Maybe the best way to think about this, is that new life in Christ is like physical life.  Just like salvation, physical life is never given by merit.  It is bestowed as a gift from parentage which we did not earn or deserve.  But once given, this life goes a long way toward its own growth and flourishing.  It has internal unction, like our spiritual life lead and fed by the Holy Spirit inside.  Yet we are called to nurture this life, just like a man nurtures the life his parents gave him by exercise and good nutrition.

If one neglects the gift-life given to him, he may become very unhealthy.  If he refuses to partner with that Life, He may become so unhealthy that he looks just like a cadaver.  It would take a close examination to see any signs of life, but they may still be there.  But finally, would it not be possible, just as a man can choose to drive his own physical life away by suicide, that the believer can commit spiritual suicide?
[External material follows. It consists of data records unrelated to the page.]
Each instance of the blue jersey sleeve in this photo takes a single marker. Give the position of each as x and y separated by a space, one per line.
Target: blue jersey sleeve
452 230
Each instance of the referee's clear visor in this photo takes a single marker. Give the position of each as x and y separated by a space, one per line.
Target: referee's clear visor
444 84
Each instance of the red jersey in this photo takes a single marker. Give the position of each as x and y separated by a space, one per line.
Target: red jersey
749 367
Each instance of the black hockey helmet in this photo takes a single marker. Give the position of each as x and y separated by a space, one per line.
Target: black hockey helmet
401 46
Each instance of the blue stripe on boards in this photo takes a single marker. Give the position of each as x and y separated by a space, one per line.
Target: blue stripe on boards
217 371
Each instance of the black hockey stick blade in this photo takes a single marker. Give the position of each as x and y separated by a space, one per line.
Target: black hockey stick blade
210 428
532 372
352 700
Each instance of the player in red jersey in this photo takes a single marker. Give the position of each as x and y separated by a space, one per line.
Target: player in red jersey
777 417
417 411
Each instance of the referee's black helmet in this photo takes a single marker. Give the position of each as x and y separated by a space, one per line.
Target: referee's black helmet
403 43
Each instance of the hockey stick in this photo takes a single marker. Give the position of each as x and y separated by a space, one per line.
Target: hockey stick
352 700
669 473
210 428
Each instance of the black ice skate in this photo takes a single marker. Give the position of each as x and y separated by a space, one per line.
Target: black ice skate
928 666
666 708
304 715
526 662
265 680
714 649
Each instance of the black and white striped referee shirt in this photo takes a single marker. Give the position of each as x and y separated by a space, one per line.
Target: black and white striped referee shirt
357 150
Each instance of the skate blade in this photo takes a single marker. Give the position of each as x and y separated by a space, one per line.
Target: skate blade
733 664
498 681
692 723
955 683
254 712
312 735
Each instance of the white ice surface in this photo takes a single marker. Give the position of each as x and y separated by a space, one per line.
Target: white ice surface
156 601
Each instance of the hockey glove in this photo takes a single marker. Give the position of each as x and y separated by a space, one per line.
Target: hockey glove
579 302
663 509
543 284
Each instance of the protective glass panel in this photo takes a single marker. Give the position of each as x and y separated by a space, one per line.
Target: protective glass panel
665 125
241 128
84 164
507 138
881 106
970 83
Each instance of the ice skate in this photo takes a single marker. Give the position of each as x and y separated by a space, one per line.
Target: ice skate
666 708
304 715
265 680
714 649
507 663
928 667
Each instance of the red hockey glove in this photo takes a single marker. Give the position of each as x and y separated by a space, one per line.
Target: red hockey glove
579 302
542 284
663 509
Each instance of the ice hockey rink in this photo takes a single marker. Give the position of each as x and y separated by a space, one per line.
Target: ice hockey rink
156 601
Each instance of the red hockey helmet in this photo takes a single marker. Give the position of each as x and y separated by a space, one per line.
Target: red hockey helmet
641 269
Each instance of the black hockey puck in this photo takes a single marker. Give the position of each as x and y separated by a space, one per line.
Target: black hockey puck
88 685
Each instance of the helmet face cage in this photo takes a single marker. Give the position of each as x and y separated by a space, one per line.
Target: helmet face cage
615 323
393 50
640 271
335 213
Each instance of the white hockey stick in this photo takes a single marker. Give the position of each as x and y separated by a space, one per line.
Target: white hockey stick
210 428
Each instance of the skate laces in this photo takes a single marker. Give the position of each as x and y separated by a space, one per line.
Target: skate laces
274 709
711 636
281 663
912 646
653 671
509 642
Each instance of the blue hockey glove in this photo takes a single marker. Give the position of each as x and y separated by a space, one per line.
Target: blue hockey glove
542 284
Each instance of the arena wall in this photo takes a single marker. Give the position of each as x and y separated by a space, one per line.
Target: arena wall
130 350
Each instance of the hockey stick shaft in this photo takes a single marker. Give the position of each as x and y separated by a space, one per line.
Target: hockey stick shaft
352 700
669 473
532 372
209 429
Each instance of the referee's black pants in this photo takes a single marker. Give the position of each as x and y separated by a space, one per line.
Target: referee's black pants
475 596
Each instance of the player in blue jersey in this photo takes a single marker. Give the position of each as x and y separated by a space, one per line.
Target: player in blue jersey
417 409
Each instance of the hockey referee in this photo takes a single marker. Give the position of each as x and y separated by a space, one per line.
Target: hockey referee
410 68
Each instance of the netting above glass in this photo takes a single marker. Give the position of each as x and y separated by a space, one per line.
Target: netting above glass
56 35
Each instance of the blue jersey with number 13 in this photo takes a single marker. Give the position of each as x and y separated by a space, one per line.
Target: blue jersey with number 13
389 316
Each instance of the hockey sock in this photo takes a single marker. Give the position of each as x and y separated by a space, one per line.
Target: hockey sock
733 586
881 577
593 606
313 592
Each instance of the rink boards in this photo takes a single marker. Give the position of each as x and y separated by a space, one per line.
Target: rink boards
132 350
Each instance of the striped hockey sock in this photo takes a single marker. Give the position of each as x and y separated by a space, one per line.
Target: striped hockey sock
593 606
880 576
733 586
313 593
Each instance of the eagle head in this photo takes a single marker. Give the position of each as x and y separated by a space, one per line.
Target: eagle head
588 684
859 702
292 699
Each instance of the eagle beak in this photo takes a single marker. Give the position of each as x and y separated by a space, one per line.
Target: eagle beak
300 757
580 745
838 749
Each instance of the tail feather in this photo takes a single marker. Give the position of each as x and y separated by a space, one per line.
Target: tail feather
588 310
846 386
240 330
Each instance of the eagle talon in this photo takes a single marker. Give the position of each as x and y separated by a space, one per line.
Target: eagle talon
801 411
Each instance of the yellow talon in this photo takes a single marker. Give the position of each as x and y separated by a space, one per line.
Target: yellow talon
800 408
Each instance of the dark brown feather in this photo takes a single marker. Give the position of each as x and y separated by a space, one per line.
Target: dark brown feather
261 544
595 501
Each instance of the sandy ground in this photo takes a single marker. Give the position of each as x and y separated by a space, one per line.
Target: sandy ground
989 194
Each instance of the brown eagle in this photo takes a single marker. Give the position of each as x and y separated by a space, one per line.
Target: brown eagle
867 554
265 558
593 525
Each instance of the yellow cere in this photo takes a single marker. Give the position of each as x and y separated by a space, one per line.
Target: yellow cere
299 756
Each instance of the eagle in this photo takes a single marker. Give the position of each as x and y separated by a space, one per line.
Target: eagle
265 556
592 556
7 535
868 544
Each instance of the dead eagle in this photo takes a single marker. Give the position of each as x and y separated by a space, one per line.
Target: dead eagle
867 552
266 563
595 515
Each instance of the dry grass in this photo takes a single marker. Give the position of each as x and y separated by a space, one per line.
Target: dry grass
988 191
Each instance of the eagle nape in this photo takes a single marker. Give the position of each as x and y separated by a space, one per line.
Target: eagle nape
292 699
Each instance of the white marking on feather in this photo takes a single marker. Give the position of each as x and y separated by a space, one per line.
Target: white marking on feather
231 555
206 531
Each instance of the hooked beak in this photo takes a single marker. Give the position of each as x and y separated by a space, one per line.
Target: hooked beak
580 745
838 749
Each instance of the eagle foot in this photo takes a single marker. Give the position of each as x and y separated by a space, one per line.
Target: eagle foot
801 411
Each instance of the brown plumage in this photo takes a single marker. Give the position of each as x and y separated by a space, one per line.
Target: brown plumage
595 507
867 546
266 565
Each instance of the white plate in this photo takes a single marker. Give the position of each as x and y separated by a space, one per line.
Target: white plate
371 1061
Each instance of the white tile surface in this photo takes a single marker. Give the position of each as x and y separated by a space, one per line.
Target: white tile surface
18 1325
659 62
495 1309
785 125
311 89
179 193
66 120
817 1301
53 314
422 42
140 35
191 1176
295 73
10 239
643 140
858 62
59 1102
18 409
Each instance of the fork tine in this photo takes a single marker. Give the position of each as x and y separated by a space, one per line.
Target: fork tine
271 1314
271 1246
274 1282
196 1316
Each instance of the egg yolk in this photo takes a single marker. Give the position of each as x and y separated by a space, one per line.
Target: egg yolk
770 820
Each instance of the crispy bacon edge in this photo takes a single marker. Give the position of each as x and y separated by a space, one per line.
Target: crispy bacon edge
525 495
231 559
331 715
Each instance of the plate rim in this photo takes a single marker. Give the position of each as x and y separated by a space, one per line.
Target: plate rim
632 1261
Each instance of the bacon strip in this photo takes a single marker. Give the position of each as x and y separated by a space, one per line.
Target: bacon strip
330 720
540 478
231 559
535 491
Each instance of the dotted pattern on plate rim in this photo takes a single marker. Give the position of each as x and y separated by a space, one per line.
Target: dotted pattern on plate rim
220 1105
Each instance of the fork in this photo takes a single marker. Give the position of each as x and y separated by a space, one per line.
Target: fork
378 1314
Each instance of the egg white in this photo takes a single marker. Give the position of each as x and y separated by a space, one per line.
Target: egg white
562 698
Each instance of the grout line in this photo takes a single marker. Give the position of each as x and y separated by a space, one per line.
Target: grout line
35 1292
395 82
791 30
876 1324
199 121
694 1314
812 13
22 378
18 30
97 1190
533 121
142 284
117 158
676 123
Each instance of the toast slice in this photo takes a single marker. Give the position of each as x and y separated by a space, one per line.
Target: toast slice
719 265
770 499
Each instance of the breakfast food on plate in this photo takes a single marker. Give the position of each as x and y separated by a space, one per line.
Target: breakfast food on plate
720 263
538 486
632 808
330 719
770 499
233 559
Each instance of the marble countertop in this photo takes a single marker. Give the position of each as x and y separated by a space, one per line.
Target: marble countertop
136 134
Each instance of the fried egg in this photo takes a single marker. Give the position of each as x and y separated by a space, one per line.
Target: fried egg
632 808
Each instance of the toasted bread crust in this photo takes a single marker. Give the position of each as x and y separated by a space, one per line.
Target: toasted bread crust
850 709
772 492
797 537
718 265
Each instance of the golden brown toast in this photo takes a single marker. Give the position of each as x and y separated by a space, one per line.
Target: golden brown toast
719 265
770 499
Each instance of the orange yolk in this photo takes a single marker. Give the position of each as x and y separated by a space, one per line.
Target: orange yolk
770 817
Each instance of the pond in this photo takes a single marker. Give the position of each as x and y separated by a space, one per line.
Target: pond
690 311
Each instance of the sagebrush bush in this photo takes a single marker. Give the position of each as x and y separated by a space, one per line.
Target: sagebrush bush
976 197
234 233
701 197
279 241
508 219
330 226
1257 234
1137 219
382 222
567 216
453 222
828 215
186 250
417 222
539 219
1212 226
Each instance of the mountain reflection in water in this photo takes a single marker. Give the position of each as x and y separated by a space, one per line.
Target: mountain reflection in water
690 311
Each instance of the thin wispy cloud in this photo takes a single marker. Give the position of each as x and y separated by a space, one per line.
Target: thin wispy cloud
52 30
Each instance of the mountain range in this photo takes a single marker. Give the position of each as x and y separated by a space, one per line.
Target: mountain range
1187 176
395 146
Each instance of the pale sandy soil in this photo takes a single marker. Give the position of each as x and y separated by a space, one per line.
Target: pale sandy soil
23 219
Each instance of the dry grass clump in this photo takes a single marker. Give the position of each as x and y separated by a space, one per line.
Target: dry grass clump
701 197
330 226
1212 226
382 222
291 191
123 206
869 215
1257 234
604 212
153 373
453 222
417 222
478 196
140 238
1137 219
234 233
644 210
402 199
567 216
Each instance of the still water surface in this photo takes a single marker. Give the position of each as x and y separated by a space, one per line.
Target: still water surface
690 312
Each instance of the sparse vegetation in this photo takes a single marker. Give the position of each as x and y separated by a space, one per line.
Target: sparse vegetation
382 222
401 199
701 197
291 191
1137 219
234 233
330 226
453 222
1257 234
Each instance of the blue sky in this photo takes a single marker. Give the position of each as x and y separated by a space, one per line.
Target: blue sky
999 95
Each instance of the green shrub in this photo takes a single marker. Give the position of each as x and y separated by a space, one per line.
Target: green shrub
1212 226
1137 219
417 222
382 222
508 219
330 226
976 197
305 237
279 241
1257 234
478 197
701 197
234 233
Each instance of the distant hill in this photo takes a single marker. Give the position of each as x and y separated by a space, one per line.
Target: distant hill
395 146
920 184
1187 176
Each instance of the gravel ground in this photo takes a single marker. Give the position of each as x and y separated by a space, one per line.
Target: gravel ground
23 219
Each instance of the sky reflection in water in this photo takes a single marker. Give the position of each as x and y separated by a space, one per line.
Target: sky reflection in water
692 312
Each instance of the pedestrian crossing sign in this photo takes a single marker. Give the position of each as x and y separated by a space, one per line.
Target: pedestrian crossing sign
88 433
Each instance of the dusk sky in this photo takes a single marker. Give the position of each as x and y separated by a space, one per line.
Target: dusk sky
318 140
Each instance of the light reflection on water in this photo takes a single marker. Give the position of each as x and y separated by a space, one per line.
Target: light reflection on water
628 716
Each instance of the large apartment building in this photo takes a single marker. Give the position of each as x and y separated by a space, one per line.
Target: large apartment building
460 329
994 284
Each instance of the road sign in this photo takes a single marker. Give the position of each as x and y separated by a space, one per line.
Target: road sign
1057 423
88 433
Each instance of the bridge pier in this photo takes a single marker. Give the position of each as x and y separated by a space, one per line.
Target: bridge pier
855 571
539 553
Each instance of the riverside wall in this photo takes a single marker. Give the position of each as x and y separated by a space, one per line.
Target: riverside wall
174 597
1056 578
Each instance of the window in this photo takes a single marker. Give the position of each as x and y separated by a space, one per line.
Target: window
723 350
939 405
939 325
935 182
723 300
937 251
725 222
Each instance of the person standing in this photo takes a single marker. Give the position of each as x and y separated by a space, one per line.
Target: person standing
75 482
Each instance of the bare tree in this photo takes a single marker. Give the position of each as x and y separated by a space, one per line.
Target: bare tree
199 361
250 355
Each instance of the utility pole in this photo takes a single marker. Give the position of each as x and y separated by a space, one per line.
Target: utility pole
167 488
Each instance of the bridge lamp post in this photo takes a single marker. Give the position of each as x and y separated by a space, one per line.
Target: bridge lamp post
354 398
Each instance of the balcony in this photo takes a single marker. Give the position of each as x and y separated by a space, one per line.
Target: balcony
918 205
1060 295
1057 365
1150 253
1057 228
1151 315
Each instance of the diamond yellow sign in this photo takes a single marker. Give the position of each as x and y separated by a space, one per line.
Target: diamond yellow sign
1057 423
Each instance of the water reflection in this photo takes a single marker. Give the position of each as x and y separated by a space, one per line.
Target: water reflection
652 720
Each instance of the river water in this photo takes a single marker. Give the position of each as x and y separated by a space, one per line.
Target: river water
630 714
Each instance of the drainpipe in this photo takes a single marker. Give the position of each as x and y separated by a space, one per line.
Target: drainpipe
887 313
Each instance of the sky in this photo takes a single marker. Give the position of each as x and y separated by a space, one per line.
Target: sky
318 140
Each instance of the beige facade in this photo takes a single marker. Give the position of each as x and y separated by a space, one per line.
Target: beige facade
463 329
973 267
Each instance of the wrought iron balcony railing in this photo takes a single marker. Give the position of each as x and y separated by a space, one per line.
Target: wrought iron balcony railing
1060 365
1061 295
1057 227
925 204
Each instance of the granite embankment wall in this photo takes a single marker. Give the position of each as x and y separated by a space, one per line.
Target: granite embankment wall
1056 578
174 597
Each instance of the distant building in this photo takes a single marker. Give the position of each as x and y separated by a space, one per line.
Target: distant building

All Calvinists would deny this is possible from verses that speak of the security of the believer (John 10:28 etc.).  Without negating those, we note that the entire book of Hebrews, was written to impel Jewish disciples to not defect from faith in Christ at risk of their own souls (Heb 6:1-6).  This one book by itself suggests true apostasy is a live option for every believer.  Why else write the book?

To suggest that the writer was only writing to Christians whom he knew could not defect from salvation, to threaten them into better behavior, casts a terrible light on the author’s motives.  A more natural assumption is to take the writer at face value: Heb 6:11-12

Now we want each of you to demonstrate the same diligence for the final realization of your hope, 12 so that you won’t become lazy, but imitators of those who inherit the promises through faith and perseverance.

Some Christians will disagree with this possibility, and that’s not the really important thing.  What’s most important is to realize that it is far more important how one ends their race than how they began it.  And that’s true no matter if you believe the bad end proves that the good beginning was false OR if you believe it could have been real!  The emphasis in either case is still, end well!

The author’s suggestion, that the end of your race is irrelevant as any indicator of your standing in faith, doesn’t add up.